In order to achieve this, Lauren Stanton at the Maryland Zoo in Baltimore conducted a thorough literature review of published articles containing felid behavioral definitions. A total of 95 articles qualified for inclusion, and each article was systematically evaluated to identify and document the terminology used in each behavioral definition, its applicability to multiple species, and any type of categorization implemented. Careful review of the behavioral definitions confirmed that researchers tend to define cat behavior in similar manners, although some divergence was found between domestic and exotic (non-domestic) cat ethograms. A preference towards certain species was observed, with the domestic cat qualifying as single most common study subject, followed by several “big cat” species. Also, the majority of studies involving exotic cats focused on either enrichment practices or building activity budgets, while research investigating social behaviors was most common in domestic cat studies.

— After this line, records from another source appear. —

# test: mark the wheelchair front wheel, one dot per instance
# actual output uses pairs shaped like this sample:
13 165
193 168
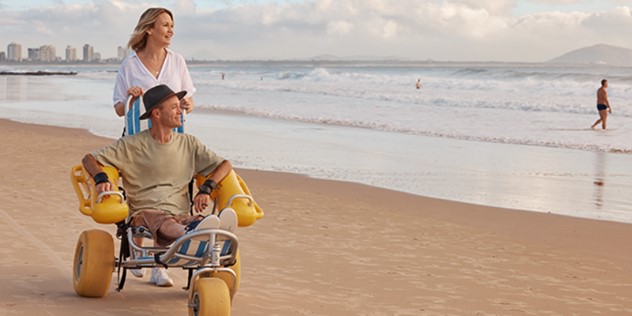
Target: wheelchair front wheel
210 297
93 263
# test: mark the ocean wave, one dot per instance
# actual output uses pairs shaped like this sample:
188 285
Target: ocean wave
381 126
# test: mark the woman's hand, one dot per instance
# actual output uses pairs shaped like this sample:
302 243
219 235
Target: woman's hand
135 91
187 104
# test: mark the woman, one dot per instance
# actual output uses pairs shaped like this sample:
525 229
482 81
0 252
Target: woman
152 63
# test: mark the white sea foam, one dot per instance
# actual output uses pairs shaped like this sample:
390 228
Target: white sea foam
370 121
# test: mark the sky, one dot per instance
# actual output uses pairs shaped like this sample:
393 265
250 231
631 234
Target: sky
442 30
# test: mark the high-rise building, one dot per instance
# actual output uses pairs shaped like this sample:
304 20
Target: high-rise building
71 54
88 53
48 53
33 54
14 52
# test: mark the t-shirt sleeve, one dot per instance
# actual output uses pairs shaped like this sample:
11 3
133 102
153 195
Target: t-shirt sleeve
111 155
187 83
120 86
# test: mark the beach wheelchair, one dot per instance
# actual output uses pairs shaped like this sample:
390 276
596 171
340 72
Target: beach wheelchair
209 254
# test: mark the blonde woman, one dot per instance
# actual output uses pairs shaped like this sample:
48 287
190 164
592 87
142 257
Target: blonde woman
152 62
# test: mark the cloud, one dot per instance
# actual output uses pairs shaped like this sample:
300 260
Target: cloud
442 30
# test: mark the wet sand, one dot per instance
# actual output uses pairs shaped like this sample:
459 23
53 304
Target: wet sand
323 248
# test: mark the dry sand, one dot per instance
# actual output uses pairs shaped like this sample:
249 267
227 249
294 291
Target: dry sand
323 248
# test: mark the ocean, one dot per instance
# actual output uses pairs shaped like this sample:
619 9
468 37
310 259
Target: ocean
501 134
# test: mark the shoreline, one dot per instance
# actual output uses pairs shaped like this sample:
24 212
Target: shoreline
323 248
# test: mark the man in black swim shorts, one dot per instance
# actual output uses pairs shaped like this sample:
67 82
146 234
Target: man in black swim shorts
603 106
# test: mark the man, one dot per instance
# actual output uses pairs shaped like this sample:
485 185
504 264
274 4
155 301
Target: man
603 106
157 166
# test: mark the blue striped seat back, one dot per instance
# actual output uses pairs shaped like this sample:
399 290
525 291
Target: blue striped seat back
195 248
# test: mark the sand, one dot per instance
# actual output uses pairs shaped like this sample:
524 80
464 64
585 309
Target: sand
323 248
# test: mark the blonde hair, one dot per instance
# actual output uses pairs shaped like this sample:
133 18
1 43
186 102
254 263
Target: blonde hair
138 40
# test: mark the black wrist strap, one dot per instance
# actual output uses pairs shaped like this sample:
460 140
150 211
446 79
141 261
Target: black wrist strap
207 187
101 177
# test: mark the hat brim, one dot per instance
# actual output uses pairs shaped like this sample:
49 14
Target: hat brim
147 113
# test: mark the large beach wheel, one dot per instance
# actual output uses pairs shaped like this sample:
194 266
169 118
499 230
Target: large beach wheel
93 263
210 297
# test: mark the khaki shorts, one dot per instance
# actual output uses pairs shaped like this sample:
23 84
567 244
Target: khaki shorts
154 219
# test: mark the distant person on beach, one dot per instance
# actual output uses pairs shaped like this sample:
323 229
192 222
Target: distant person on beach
157 165
603 105
152 63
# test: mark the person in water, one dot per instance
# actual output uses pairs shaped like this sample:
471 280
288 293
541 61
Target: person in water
603 105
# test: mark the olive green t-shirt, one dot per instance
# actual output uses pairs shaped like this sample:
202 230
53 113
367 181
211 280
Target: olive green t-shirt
156 175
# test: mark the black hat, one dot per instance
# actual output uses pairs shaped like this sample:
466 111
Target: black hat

Using information gathered from the articles, a standardized, user-friendly ethogram has been created for future felid behavioral studies. This final ethogram, which is now being prepared for publication, suggests the use of “base behaviors” that can be altered using pre-defined modifiers in order to accommodate the requirements of individual studies while retaining consistent terminology. Several common behavioral categories are also defined, and suggestions of behaviors which qualify in each are presented to further assist researchers when developing their study. It was designed to be user-friendly and coherent to most observers (such as animal keepers, students, and volunteers) in order to increase inter-observer reliability, and ease comparisons of data collected across studies.
In addition to coming a step closer to standardized felid temperament assessments, use of this ethogram can help increase our knowledge of captive felid behavior, resulting in practical management decisions that may improve felid wellness. It may also help facilitate research on poorly studied species, such as members of the “small cats”. While the ethogram may require further refinement over time with use, by treating this document as a solid starting point, there is a strong potential to unify felid research, the benefits of which could be essential to the conservation and welfare of the Felidae.